The case records of 102 patients receiving combination chemotherapy for non-Hodgkin's lymphoma (intermediate to high-grade histology) were reviewed. Patients were considered to have "laboratory tumor lysis" if two of the following metabolic changes occurred within 4 days of treatment: a 25% increase in the serum phosphate, potassium, uric acid, or urea nitrogen concentrations, or a 25% decline in the serum calcium concentration. "Clinical tumor lysis" was defined as laboratory tumor lysis plus one of the following: a serum potassium level greater than 6 mmol/L, a creatinine level greater than 221 mumol/L, or a calcium level less than 1.5 mmol/L, the development of a life-threatening arrhythmia, or sudden death.


Laboratory tumor lysis occurred in 42% of patients and clinical tumor lysis in 6%. There was no statistical difference in the frequency of either tumor lysis syndrome among lymphoma subgroups.
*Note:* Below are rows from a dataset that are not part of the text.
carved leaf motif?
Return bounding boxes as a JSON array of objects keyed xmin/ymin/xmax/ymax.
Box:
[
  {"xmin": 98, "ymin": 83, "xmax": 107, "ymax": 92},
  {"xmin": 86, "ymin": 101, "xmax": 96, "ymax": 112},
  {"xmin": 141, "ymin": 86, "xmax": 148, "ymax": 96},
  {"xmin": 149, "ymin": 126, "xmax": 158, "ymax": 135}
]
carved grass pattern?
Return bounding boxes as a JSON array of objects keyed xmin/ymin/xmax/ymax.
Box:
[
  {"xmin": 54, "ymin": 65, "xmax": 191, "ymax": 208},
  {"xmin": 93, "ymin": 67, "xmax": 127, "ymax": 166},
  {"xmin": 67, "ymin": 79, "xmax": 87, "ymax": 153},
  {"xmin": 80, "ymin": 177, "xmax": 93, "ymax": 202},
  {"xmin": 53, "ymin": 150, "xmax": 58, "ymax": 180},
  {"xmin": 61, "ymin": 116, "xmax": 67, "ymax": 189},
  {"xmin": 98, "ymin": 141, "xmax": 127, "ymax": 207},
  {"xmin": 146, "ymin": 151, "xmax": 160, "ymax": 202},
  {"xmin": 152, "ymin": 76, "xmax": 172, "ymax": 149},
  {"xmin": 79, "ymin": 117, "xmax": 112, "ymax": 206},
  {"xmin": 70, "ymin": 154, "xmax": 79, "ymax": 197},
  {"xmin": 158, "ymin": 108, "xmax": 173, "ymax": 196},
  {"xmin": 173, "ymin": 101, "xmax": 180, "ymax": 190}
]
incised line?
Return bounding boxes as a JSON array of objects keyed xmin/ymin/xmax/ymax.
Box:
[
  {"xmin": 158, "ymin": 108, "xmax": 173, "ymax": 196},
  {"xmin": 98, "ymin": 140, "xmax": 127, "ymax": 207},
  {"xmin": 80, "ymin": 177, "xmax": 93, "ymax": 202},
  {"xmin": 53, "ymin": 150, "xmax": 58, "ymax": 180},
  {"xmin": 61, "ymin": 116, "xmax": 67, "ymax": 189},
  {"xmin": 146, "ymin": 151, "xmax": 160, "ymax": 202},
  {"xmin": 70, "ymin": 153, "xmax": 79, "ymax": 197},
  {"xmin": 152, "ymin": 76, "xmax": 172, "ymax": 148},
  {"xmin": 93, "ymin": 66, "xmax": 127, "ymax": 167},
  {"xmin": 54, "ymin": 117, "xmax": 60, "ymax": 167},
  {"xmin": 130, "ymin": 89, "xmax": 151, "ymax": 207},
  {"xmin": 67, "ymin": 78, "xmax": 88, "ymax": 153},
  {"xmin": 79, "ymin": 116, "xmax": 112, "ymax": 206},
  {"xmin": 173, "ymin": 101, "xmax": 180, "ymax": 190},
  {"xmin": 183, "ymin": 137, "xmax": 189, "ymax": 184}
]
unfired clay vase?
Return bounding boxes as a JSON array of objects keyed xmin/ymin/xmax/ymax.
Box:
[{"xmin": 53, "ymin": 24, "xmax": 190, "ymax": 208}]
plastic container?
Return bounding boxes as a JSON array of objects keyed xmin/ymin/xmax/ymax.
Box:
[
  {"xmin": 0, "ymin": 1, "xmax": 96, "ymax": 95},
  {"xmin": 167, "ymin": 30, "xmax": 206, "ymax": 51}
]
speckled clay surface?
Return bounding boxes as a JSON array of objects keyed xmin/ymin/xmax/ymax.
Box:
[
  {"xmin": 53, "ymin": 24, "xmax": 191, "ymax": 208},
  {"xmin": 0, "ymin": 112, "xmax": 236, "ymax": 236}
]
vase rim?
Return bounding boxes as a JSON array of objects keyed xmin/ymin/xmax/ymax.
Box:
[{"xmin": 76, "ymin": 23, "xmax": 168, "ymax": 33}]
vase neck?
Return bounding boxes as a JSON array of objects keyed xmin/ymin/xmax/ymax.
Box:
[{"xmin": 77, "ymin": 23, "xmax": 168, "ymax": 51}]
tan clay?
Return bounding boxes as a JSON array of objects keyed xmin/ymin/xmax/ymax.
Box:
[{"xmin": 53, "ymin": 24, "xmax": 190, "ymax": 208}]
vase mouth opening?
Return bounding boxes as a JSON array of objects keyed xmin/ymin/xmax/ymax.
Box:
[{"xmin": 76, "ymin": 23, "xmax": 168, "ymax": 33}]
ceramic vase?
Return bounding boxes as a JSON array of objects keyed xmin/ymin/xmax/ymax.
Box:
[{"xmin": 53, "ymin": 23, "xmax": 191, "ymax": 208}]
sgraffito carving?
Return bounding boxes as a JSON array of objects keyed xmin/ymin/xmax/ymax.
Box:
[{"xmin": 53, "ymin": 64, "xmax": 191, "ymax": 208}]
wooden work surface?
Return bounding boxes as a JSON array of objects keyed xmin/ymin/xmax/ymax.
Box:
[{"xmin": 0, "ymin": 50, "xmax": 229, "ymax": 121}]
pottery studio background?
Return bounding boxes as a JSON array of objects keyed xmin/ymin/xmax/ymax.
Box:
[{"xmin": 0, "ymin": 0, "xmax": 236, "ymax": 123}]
Clinical tumor lysis occurred more frequently in patients with pretreatment renal insufficiency (serum creatinine level greater than 132 mumol/L) than in patients with normal renal function (36% versus 2%; p = 0.01). The development of azotemia correlated with high pretreatment serum lactate dehydrogenase concentrations (p < 0.01; r2 = 0.11).


Clinically significant tumor lysis is a rare occurrence in patients with lymphoma when they are receiving allopurinol. However, tumor lysis can occur in patients with all types of moderate to high-grade non-Hodgkin's lymphoma. Patients with a high serum lactate dehydrogenase level or renal insufficiency are at increased risk for metabolic complications after chemotherapy and should be closely monitored.